При переброске армии на большие дистанции дневной переход планируется таким образом, чтобы он начинался у какого-то более-менее крупного поселения, а заканчивался у другого. На эти городки возлагается обязанность поставлять проходящим войскам провиант и фураж. Правда, это вовсе не означает, что мы там же и квартируем: ночевать нам приходится в чистом поле. Командиры заявляют, что это хорошая возможность потренироваться в разбивке временных лагерей. Иными словами, помахать на жарище лопатами да топорами с кувалдами, обнося свой бивак рвом, валом и частоколом. Соответственно, и кормежка у нас «полевая». О пшеничных лепешках и не мечтай. Перебиваемся тем, «что с нами и под ногами». Каждый тащит с собой десятидневный запас ячменя. Вот ячменный кулеш нам и варят. Ну а уж травки, приправы там всякие — это как разживешься. Бывает, и курочку у дороги подхватишь, если та зазевается, а ты нет.

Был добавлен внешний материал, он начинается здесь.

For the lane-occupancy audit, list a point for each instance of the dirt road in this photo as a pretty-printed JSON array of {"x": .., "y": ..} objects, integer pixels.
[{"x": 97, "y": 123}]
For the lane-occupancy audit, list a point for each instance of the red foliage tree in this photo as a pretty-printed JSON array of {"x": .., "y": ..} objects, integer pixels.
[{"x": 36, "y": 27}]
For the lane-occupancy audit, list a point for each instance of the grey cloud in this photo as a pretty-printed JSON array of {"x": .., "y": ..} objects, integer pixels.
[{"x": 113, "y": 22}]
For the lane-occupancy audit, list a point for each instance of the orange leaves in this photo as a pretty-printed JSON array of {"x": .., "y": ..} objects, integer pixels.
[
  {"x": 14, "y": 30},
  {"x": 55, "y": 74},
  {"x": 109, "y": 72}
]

На завтрак дают вино, оливковое масло и так называемые скоропальные хлебцы — из ночью вымоченной и кое-как запеченной поутру на камнях (или на металлических деталях от катапульт) овсяной крупы. Правда, и они сходят за лакомство в сравнении со «скрипучей» просяной кашей, хуже которой лишь «ужин цикады», то есть отсутствие всяких харчей. Толло со Стефаном приноровились устраивать нам раз в неделю голодные дни, объясняя это, во-первых, заботой о наших желудках, а во-вторых, необходимостью дать нам хоть малое представление о том, что нас ждет.

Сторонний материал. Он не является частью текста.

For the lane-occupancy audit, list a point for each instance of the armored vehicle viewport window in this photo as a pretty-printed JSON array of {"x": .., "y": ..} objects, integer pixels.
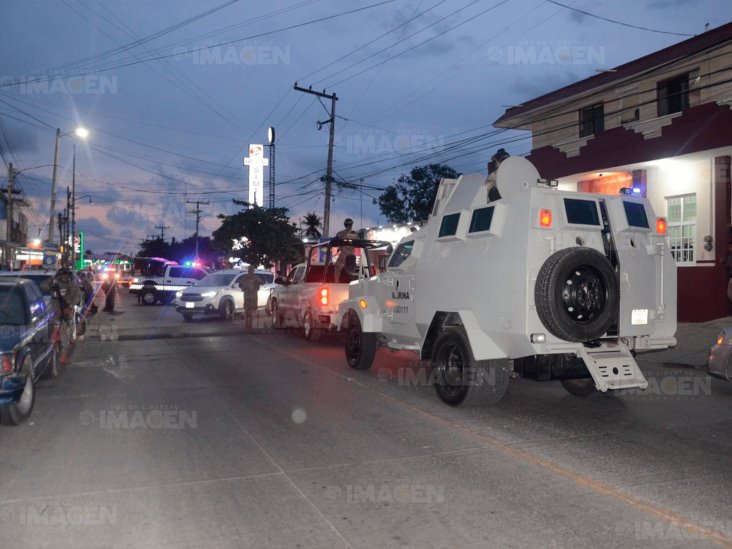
[
  {"x": 581, "y": 212},
  {"x": 636, "y": 214},
  {"x": 449, "y": 224},
  {"x": 481, "y": 220},
  {"x": 402, "y": 252}
]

Флаг вроде как взял меня под покровительство, или, точнее сказать, я сам прицепился к нему как репей, ну и он меня пока не гонит. А в Марафе кое-что приключается. Получаем мы — вот уж чудо-то чудное — долгожданное жалованье и на радостях топаем к местному брадобрею — постричься-побриться, навести, в общем, лоск. А когда возвращаемся, оказывается, что кошель, куда мы ссыпали все наши деньжата, пропал, хотя он был, как всегда, у Луки. А теперь его нет, будто не было вовсе. Беда нешуточная, ведь до следующей выплаты еще месяц трубить, а от прежних, прихваченных из дому монет не осталось и духу. Тащусь я, стало быть, к Флагу, пускаю слезу, сетуя на нашу несчастную долю, а он выспрашивает, где мы ошивались, и, узнавши, что у цирюльника, велит отвести его туда. А за компанию прихватывает с собой Толло и еще одного македонца по прозвищу Рыжий Малыш.
Цирюльник живет там же, где бреет-стрижет, в глинобитной хижине с большущим навесом и кухонной пристроечкой сбоку. Мы заявляемся во время ужина, и хозяйка, супружница брадобрея, ни за что не желает впускать нас. И даже — вот сука! — выплескивает за калитку помои — я еле успел увернуться. Но Флагу все это нипочем: пнул сапогом и вышиб калитку.
Стоит упомянуть, что все лавки и мастерские Марафа жмутся к одному рыночному пятачку, образуя нечто вроде крысятника, который, впрочем, зовется здесь Териком, или Голубятней. Миг-другой, и к лачуге цирюльника со всех концов сбегается местный люд, поднимая на своем тарабарском наречии немыслимый гвалт. Но смысл этой тарабарщины понятен без перевода — нам велят проваливать подобру-поздорову. Помимо детишек, стариков, старух да визгливых баб на помощь хозяину прибывают мужчины, все возбужденные, вооруженные, злые.
Мы, правда, тоже не с пустыми руками. Флаг прихватил с собой крюк, срывающий конников с седел (грубое, надо заметить, оружие), у Толло с Рыжим клинки на боку, как и у нас с Лукой, между прочим, хотя уж нам-то, все боги свидетели, ничуть не хочется пускать их в ход. А Флаг топает прямиком к цирюльнику и наполовину жестами, наполовину на дикой смеси греческого языка с невесть какими еще втолковывает ему, что мы хотим получить свои деньги.